Dieses SNL-Lied nimmt Feminismus perfekt auf die Schippe

Man kann einfach viel falsch machen bei intersektionalem Feminismus. Das hat auch Saturday Night Life erkannt.

Letzten Samstag war Ariana Grande Gastgeberin und "Musical Guest" bei der amerikanischen Late-Night Sketch-Comedy-Show "Saturday Night Life". Neben ihren grandiosen Immitationen von Britney Spears, Celine Dion, Shakira, Rihanna und Whitney Houston, brachte die Folge uns auch "This is a not a feminist song".

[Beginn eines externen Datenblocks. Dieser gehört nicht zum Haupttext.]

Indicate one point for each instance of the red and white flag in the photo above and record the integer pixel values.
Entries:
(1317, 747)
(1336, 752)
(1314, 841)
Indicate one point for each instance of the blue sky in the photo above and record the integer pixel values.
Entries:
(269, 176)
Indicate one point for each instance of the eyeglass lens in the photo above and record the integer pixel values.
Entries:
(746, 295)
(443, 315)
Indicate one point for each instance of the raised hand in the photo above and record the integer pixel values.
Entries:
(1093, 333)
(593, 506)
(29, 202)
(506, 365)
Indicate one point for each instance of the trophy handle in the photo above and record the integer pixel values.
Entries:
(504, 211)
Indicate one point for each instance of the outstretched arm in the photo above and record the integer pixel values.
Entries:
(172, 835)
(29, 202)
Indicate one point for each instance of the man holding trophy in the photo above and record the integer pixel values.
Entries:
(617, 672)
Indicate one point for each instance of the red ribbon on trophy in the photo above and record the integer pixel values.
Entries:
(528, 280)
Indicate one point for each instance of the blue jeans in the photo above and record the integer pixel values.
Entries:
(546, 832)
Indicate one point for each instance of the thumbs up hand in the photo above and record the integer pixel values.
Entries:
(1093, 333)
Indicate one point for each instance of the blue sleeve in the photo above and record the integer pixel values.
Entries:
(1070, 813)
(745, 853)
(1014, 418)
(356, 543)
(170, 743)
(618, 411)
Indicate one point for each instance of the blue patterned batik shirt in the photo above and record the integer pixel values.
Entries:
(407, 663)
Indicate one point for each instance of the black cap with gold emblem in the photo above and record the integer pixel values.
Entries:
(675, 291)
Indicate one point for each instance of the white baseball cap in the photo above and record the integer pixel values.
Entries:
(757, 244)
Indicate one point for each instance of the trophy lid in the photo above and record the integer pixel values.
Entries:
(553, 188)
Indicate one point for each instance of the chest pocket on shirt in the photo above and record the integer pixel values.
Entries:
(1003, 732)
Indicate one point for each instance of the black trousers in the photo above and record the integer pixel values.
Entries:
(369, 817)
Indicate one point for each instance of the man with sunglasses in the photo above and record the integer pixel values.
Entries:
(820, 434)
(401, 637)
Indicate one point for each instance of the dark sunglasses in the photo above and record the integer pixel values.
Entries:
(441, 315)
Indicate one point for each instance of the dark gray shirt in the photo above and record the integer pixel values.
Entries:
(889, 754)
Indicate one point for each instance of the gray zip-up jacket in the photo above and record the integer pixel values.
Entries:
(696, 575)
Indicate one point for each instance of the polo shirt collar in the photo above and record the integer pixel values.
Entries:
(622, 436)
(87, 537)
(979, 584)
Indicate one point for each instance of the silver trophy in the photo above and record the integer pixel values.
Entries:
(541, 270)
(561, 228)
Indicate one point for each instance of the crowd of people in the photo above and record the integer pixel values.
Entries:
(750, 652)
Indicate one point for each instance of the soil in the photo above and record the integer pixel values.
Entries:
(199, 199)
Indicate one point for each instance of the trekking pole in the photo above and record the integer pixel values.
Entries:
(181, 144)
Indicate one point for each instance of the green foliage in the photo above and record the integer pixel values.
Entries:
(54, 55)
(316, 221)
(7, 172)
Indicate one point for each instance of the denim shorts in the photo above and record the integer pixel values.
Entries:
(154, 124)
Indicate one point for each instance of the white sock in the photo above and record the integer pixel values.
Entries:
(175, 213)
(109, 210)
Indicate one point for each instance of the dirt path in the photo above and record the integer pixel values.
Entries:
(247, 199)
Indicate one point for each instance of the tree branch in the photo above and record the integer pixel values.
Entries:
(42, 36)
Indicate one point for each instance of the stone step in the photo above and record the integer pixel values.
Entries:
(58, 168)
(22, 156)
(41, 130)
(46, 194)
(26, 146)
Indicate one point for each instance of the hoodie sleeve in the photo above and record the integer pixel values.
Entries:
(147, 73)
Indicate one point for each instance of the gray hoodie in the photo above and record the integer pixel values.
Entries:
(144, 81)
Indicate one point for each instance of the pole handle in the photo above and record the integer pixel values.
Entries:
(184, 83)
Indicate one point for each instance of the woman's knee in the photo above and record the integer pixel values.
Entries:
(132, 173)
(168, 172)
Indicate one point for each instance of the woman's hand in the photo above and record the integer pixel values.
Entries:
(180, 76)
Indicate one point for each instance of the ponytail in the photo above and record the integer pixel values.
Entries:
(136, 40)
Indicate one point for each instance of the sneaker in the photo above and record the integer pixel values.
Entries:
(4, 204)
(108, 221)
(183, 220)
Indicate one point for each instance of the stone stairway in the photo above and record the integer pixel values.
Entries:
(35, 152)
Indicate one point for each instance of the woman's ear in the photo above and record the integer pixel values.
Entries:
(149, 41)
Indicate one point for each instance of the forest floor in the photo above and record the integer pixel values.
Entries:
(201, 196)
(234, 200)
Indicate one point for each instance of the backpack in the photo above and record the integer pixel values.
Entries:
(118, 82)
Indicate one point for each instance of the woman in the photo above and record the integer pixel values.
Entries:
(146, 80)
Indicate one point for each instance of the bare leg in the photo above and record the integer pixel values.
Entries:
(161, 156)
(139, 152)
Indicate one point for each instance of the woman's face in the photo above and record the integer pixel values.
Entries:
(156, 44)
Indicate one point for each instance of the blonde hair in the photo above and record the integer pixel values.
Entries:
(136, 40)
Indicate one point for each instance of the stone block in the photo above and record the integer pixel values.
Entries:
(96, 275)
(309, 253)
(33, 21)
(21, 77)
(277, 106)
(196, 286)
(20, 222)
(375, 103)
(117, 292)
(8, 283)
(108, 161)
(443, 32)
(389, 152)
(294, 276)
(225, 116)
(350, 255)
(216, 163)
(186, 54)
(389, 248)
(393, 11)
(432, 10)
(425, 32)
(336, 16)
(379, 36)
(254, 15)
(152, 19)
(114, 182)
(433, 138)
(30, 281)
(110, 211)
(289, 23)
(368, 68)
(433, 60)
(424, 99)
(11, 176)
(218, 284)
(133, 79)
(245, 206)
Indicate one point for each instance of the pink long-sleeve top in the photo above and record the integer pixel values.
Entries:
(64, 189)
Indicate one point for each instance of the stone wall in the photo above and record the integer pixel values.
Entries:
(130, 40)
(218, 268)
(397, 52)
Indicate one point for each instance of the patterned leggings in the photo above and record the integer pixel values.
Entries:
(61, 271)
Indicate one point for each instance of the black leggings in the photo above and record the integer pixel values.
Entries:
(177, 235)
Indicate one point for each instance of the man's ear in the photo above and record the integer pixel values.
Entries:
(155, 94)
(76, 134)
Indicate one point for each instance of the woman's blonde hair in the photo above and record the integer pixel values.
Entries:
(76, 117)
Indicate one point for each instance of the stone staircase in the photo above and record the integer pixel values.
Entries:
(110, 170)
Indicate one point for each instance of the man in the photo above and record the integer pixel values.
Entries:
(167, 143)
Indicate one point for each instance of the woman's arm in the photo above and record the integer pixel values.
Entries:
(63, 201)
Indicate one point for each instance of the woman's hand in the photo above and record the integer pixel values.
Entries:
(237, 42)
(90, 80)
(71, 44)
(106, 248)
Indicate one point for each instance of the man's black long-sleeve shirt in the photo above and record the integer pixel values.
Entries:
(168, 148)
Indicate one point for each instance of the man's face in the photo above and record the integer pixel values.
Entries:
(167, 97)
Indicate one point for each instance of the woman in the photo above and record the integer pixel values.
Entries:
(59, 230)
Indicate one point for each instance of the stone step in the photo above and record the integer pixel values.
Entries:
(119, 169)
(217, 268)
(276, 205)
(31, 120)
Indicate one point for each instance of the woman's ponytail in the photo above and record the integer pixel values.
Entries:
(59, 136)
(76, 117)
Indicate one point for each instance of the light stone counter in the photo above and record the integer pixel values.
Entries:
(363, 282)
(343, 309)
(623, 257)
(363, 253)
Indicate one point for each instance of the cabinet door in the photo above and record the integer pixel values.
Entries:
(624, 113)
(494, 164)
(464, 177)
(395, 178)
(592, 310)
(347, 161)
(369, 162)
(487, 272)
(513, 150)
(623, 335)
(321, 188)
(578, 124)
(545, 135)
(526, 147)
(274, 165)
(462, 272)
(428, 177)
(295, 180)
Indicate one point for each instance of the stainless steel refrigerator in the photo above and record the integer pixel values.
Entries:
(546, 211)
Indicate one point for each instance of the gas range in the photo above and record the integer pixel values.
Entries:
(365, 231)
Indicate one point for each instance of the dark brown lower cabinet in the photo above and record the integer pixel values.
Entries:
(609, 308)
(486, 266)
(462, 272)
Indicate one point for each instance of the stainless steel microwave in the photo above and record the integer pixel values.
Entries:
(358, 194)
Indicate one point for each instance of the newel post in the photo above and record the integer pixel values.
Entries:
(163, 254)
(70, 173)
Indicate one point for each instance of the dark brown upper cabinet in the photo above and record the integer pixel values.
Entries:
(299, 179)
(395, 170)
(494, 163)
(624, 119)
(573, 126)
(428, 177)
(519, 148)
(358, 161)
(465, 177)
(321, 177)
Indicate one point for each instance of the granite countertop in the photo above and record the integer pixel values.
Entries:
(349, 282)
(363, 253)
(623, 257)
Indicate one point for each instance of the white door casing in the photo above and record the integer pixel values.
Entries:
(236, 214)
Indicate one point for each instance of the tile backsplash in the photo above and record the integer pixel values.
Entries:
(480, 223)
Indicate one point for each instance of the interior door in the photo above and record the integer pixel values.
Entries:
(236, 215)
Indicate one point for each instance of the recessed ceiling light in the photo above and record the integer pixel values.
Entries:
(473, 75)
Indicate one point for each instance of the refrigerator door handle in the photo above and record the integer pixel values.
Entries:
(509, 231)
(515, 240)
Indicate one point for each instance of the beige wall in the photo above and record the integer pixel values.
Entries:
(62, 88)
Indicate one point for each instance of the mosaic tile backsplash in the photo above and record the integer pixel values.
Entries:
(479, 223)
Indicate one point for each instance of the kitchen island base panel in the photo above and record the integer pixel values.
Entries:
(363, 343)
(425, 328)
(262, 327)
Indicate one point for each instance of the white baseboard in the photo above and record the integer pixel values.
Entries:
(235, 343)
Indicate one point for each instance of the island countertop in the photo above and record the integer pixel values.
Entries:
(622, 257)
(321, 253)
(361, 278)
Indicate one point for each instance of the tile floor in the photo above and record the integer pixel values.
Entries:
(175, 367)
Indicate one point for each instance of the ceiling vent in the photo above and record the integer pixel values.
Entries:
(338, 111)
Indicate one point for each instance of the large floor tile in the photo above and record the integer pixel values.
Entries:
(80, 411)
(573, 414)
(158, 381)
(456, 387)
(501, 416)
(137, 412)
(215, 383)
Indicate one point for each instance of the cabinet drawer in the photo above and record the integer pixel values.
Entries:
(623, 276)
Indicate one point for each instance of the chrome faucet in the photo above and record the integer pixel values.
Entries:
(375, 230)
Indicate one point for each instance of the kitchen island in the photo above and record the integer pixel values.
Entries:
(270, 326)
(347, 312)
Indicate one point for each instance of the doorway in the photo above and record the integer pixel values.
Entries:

Für das Lied zogen die Autorinnen aus, um eine feministische Hymne zu schreiben, nur um dann zu entschließen, dass das zu kompliziert ist, weil man zu viel falsch machen kann, und doch lieber zuhause zu bleiben. Und wir kennen das ja: Bei jeder feministischen Debatte muss man aufpassen, dass man niemandem auf die Füße steigt. Frauen sollen nicht auf ihr sexualisiertes Äußeres limitiert werden, aber dürfen auch nicht gescholten werden, wenn sie sich selbst dazu entscheiden, sich so darzustellen. Taylor Swift macht sich stark für junge Frauen, aber wird kritisiert, weil sie sich nicht politisch genug äußert, schwarze Kultur aneignet und Kolonialismus romantisiert. Feminismus ist hart! Man muss auf so viel Acht geben und die Linien sind fein!

Statt also die richtigen Worte zu finden, schreiben die Autorinnen lieber kein feministisches Lied, weil dann kann man ja auch nichts flasch machen, oder? Statt der Empowerment-Hymne gibt es also lieber weichgespülte Bilder von unterschiedlich aussehenden Frauen am Strand, der Hände einer alten Frau (nicht, dass es schlecht wäre, alt zu sein) und das willkürliche Ausrufen feministischer Ikonen wie Malala Yousafai und Ruth Bader Ginsburg. Und natürlich hat jede Frau auch das Recht, sich gegen das Lied zu entscheiden! Die absolute Draufgabe ist dann nur noch der Mann, der fragt: "Where are men in this feminist song?" und damit perfekt pointiert, dass es keinen Frauentag und keine Feminismusdebatte gibt, in der Männer nicht fragen, wo sie darin vorkommen.